I caught up with owner and winemaker Rodolphe des Pins on Day 7 of my recent Rhône trip, while tasting at Château de St.-Cosme with Louis Barruol—the two are good friends.
Des Pins, who has a rust-colored mustache and lamb chop sideburns, picked up a touch of Aussie twang to his English while working for Henschke during one harvest. He returned to the family estate and began bottling the production himself. Previously his father had been selling the grapes to the local cooperative.
The 100-acre estate includes 45 hectares of vines, mostly in the Côtes du Rhône AOC just north of and across the river from Châteauneuf-du-Pape. Though he has a few parcels in the neighboring Lirac appellation, he prefers to bottle all of his wines under the Côtes du Rhône or Vin de Pays du Gard designation.
“Lirac is well-known enough, and while there are some good wines there, I feel the appellation lacks some finesse,” said des Pins regarding declassifying his Lirac vines.

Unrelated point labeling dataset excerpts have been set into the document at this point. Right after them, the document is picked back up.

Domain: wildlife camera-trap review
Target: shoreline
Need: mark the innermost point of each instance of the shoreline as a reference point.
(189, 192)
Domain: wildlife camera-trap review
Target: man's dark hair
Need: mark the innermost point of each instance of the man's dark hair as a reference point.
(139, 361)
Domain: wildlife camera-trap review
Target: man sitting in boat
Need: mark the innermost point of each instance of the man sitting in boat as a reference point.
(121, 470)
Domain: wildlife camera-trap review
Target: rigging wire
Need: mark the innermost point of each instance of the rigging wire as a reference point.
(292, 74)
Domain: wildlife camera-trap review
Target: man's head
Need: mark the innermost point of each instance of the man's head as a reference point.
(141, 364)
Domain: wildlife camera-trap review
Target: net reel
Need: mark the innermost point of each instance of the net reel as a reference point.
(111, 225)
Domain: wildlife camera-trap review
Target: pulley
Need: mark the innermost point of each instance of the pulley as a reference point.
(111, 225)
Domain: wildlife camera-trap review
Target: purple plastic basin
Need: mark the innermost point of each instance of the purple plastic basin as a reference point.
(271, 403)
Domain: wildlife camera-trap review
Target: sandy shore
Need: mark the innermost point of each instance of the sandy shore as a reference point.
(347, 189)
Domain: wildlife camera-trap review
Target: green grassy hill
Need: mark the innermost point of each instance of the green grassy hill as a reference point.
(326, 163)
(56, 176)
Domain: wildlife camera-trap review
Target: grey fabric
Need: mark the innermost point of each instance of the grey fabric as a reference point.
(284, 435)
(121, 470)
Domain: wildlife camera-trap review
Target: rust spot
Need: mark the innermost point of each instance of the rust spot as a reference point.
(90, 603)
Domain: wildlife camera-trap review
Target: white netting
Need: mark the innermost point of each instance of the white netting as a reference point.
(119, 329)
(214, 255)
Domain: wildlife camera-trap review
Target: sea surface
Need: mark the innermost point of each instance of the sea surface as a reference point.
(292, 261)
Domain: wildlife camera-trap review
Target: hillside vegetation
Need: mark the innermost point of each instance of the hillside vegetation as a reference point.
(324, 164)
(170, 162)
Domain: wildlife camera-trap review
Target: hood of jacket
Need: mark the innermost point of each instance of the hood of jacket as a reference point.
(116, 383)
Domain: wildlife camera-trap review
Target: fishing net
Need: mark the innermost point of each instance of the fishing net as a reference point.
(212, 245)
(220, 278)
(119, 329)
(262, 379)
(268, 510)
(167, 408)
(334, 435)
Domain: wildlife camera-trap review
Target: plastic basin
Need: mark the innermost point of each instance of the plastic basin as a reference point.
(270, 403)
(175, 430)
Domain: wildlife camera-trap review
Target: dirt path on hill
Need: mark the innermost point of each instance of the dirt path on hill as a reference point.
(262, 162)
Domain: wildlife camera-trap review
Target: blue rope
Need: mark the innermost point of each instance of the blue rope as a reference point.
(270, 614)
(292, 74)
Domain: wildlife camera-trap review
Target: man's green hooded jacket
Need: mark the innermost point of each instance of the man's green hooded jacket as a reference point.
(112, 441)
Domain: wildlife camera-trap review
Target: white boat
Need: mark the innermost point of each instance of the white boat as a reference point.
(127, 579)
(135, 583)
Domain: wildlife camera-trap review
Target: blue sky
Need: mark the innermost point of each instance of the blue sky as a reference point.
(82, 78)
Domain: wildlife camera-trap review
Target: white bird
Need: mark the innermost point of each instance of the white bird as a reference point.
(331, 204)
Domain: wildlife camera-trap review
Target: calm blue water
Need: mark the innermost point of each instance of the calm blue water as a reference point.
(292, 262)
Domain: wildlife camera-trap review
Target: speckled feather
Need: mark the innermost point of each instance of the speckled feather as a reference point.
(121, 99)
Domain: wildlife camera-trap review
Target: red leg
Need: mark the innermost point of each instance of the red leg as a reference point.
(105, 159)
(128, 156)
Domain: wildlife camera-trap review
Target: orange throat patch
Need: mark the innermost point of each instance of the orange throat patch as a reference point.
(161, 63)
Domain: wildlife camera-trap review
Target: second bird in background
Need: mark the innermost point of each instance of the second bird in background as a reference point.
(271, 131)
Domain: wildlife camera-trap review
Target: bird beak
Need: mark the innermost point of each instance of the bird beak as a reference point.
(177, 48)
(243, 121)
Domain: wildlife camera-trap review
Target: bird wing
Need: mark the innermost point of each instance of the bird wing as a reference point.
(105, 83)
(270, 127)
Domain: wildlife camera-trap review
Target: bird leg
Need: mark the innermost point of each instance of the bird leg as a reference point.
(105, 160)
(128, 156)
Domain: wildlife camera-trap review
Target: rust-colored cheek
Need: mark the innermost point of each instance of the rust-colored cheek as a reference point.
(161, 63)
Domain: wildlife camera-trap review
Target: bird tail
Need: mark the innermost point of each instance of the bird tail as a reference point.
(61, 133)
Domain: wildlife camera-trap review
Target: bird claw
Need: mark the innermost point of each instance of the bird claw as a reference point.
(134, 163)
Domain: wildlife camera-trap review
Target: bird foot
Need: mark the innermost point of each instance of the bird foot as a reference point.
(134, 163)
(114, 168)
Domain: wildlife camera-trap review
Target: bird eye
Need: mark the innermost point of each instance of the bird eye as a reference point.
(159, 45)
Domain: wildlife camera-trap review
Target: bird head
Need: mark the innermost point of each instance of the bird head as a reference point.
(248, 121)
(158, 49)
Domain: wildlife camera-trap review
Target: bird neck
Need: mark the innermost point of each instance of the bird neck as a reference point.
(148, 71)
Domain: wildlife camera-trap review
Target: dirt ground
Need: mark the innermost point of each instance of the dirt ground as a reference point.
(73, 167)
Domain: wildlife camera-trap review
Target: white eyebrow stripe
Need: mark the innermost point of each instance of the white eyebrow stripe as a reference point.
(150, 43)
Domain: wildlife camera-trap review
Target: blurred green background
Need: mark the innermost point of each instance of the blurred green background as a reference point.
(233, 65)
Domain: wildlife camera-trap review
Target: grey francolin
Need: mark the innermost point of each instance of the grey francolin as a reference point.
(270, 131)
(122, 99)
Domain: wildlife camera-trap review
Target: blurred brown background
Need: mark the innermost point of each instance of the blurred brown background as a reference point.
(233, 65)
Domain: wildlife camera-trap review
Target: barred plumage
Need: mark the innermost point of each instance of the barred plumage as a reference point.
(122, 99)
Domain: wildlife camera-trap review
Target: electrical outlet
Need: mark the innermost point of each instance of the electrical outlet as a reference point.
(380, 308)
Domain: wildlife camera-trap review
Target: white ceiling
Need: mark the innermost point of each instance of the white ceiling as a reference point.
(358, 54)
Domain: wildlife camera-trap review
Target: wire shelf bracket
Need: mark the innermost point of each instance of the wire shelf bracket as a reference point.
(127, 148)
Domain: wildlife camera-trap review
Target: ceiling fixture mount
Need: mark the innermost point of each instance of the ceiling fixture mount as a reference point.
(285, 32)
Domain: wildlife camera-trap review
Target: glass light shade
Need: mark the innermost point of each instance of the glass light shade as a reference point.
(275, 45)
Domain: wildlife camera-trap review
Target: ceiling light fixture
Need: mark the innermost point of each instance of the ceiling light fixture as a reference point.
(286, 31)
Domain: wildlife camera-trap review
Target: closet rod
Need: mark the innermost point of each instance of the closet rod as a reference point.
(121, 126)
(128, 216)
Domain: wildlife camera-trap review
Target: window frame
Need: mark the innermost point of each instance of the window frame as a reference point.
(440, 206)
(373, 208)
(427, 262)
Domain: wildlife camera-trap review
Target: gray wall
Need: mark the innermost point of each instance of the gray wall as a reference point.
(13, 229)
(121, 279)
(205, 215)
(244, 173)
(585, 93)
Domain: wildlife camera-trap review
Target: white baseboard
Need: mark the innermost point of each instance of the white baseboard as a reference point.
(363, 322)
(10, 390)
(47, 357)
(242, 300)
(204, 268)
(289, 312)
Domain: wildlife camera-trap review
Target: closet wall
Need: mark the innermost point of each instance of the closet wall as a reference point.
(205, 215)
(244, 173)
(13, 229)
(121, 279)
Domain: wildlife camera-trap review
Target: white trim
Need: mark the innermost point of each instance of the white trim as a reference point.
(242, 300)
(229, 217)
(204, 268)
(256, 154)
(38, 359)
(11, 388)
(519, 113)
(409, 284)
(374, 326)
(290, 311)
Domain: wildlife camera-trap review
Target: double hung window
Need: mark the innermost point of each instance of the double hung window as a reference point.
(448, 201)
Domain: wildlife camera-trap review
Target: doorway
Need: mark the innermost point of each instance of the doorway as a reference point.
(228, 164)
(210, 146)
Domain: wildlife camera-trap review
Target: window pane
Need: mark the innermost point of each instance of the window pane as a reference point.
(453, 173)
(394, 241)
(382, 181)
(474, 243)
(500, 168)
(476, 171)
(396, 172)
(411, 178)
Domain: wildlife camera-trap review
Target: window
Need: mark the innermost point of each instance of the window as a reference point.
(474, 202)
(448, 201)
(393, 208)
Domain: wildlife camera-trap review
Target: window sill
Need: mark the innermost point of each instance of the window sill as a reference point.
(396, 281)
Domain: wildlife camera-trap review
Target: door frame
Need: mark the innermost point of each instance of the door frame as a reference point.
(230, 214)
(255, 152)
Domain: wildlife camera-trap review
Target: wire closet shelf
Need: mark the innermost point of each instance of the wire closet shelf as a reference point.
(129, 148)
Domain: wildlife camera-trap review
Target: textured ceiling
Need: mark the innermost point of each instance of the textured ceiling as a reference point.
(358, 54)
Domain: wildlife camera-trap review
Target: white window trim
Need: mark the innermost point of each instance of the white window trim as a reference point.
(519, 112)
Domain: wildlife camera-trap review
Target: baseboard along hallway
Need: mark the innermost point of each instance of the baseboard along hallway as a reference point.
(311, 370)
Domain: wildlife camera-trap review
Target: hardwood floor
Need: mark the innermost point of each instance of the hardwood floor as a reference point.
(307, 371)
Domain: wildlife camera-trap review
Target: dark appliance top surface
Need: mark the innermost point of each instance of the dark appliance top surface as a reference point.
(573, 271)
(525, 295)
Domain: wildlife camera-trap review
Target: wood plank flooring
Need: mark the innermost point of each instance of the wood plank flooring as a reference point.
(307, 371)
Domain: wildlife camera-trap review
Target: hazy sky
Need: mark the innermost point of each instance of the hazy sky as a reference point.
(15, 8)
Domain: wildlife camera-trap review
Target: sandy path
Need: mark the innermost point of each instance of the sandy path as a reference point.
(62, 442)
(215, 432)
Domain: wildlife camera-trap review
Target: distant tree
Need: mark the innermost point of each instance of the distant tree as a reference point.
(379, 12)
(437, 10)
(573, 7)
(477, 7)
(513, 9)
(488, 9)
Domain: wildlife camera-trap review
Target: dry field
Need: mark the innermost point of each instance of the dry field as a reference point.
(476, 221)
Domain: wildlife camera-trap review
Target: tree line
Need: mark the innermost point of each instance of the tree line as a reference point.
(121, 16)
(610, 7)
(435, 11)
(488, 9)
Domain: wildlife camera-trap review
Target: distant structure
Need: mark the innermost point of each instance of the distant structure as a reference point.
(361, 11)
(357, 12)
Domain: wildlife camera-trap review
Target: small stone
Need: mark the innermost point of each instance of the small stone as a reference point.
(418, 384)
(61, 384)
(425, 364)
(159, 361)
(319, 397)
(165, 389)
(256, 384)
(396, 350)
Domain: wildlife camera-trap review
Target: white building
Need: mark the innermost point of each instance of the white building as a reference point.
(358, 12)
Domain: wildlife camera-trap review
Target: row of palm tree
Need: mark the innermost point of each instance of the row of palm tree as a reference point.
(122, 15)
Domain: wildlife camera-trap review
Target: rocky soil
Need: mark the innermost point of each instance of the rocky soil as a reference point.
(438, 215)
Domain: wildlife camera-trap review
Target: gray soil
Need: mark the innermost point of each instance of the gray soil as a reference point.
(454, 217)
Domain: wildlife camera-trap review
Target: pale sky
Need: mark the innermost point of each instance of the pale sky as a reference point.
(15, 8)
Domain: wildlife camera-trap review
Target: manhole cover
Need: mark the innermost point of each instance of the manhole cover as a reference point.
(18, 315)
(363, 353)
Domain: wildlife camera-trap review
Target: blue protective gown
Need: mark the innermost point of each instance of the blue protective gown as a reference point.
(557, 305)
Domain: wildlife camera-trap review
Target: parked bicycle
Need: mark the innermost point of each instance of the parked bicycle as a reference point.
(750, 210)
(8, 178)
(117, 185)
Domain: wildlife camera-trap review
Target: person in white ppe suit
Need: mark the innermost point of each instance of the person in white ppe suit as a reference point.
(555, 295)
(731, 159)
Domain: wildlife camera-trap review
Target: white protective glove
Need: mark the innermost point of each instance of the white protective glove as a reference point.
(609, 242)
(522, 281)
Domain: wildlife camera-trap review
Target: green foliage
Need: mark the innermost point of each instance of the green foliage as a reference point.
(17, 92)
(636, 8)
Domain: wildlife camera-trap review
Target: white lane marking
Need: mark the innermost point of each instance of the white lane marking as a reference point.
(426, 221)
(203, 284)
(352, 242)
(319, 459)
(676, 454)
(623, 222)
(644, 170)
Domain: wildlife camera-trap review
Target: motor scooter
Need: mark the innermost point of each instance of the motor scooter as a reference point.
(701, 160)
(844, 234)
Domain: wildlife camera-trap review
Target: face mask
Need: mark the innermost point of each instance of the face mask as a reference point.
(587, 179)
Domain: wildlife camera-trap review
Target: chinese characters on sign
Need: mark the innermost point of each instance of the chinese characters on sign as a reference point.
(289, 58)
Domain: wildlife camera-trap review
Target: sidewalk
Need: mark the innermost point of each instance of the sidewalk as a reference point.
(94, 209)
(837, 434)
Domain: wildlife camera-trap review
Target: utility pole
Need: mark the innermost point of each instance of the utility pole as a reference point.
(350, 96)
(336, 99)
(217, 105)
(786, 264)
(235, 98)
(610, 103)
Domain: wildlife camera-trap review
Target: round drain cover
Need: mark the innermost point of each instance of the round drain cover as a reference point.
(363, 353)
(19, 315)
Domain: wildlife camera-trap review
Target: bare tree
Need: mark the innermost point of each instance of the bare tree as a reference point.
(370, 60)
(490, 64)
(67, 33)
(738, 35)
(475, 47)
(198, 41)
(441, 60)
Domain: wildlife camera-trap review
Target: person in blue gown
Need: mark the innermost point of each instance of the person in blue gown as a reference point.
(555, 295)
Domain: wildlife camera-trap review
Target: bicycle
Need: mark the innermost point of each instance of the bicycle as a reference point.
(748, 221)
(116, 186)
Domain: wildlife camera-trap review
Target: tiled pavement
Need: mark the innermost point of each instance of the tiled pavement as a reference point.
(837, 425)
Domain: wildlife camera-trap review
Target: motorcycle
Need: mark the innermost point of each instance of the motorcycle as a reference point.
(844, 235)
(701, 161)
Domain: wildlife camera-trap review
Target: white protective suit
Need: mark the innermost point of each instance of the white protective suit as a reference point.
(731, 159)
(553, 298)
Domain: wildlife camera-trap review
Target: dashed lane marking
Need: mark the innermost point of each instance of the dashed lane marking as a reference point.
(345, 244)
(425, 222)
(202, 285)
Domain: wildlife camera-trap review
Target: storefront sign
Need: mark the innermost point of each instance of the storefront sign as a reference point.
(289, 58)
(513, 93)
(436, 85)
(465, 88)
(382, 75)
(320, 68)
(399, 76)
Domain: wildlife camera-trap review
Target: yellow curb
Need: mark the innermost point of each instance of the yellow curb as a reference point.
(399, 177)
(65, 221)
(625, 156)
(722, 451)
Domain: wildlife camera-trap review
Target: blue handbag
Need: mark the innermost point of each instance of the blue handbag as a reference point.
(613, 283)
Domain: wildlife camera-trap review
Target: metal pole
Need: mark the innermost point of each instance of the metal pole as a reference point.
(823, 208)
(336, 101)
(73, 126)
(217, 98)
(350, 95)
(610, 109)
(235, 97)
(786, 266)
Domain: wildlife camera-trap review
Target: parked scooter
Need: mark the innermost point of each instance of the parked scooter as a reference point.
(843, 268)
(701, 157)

Des Pins works organically and since taking over the estate has increased the vineyards from 18 hectares to the their current total. Production now stands at 40,000 bottles annually with 10 percent earmarked for the U.S. marketplace.
The Côtes du Rhône 2007 is a blend of 50 percent Grenache along with Syrah, Cinsault and Carignan. The varieties are co-fermented in cement vat and then aged in cement for 18 months before bottling. The result is a racy, stylish wine with a lovely iron streak and lots of pastis, violet and blackberry notes. The Côtes du Rhône Baron Louis 2007 is a blend of 40 percent Grenache along with Syrah, Cinsault, Carignan, Mourvèdre and Counoise, also co-fermented in cement vats, but then aged partially in used oak barrels. The wine is lively and tangy, with mixed red and dark berry fruit, violet and lavender notes supported by a long, graphite-tinged finish.
A new cuvée will be introduced in the 2007 vintage, the Vin de Pays du Gard Vin de Mr. Le Baron de Montfaucon 2007. The wine approximates a blend of Châteauneuf-du-Pape, using 10 red varieties and five white grapes all co-fermented together in vat, before aging for 12 months in new oak.
“I love the taste of wood, but it has to be in balance,” said des Pins.
The wine exudes a violet aroma and drinks like a young Châteauneuf-du-Pape, with lots of fig, pastis and boysenberry notes layered with iron and black tea notes. The texture is very creamy and the finish very long.